Doors.  I feel as though many doors slammed in my mother’s face.  She quit nursing school to marry the dazzling Irishman who turned out to be an alcoholic.  She bore eight children but had to go back to work without a college degree, for a dollar an hour, because her husband could not support the family.  She endured his drinking, his fists, and his nasty tongue.  She shielded her children as well as she could, though of course, it could not be enough.  Just when she got her life together, with her sad wreck of a semi-sober husband, she started having symptoms which her doctor should have, but did not, recognize as uterine cancer. He diagnosed “female troubles” and gave her Premarin, a known aggravant of the imminently curable cancer which afflicted her.  It caused the tumor to metastisize, almost certainly hastening or even causing her demise.  Ah, life.

She died too soon, but in the state to which her ravaged body had declined, not really soon enough.  She needed to be free of the pain which no amount of liquid Demerol could ease.

My mother liked Dvorak, Willie Nelson, the Grateful Dead, Livingston Taylor, and Broadway show tunes.  I hope there’s a damn good sound system in heaven.  Maybe Anthony Newley and Willie Nelson would sing a duet of Happy Birthday for her.  She’d like that. Afterwards she would walk down to the banks of the River Jordan with her youngest son Stephen and her granddaughter Rachel.  They could sit beneath a willow tree, and say nothing at all.

Nothing at all.  Nothing at all.(n)

It’s the tenth day of the fifty-seventh month of My Year Without Complaining.  For Lucy’s little girl, life continues.

Lucille Johanna Lyons Corley and yours truly, at the Bissell House, c. 1971. My favorite picture of me and my mother.  Rest in peace,Hot Lips Mama.

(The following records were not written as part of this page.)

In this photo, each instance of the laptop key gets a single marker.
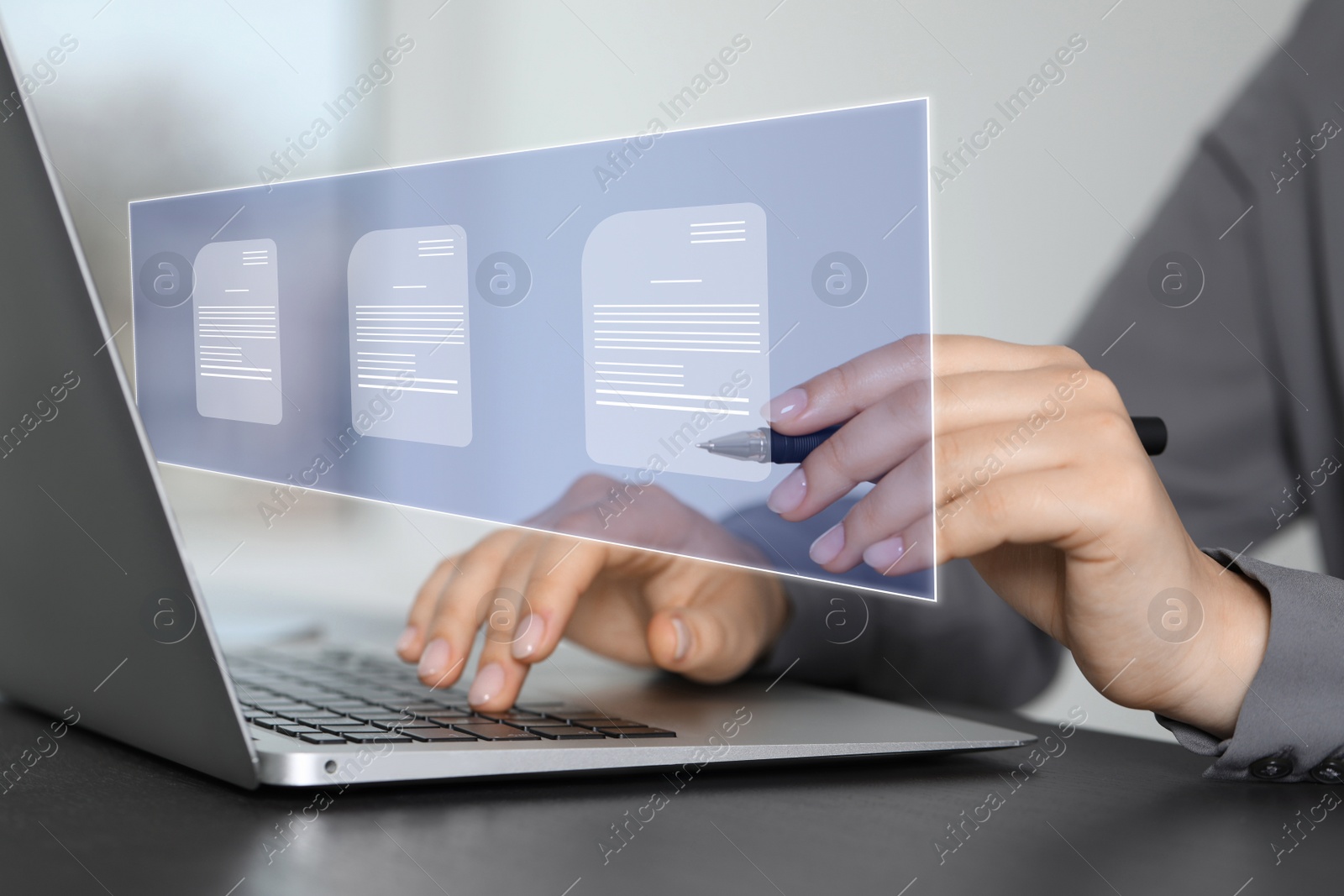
(606, 723)
(580, 716)
(322, 738)
(454, 719)
(564, 732)
(381, 738)
(496, 731)
(438, 735)
(313, 718)
(638, 731)
(293, 731)
(514, 715)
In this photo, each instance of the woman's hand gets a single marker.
(706, 621)
(1037, 474)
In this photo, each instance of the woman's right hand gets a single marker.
(707, 621)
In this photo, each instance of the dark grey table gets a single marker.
(1109, 815)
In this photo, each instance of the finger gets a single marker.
(890, 430)
(562, 573)
(499, 676)
(1065, 508)
(842, 391)
(457, 614)
(410, 645)
(907, 551)
(900, 499)
(718, 636)
(585, 492)
(964, 461)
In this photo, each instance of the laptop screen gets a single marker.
(474, 336)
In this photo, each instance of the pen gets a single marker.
(768, 446)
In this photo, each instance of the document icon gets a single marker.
(409, 332)
(675, 336)
(235, 322)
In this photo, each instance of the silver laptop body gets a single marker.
(102, 622)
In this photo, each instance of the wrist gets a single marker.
(1226, 654)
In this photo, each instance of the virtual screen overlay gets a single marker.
(476, 336)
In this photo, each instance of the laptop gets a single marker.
(104, 625)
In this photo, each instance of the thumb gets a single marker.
(707, 642)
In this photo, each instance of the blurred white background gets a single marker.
(163, 97)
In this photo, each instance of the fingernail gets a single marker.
(828, 547)
(683, 638)
(488, 683)
(434, 660)
(885, 553)
(786, 406)
(790, 493)
(530, 634)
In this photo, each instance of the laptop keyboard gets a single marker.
(346, 698)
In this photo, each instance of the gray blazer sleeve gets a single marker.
(1292, 721)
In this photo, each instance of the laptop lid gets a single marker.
(100, 618)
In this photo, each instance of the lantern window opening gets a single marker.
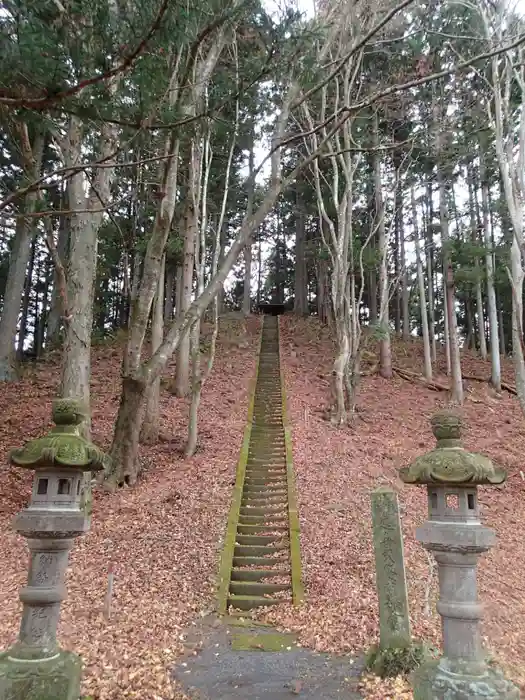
(452, 501)
(42, 487)
(64, 487)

See you on the flip side.

IN MEMORY:

LUCILLE JOHANNA LYONS CORLEY

09/10/26 — 08/21/85

GONE HOME BUT STILL LOVED.

 

(n) For those who don’t know:

In the Gillespie, Illinois cemetery there’s a stone chair on  a grave near the street.  My mother would ask us, “Do you know what that chair says when you sit on it?”  Of course, we’d shake our heads.  Then she’d intone in her very best spooky voice:  “Nothing at all.  Nothing at all.”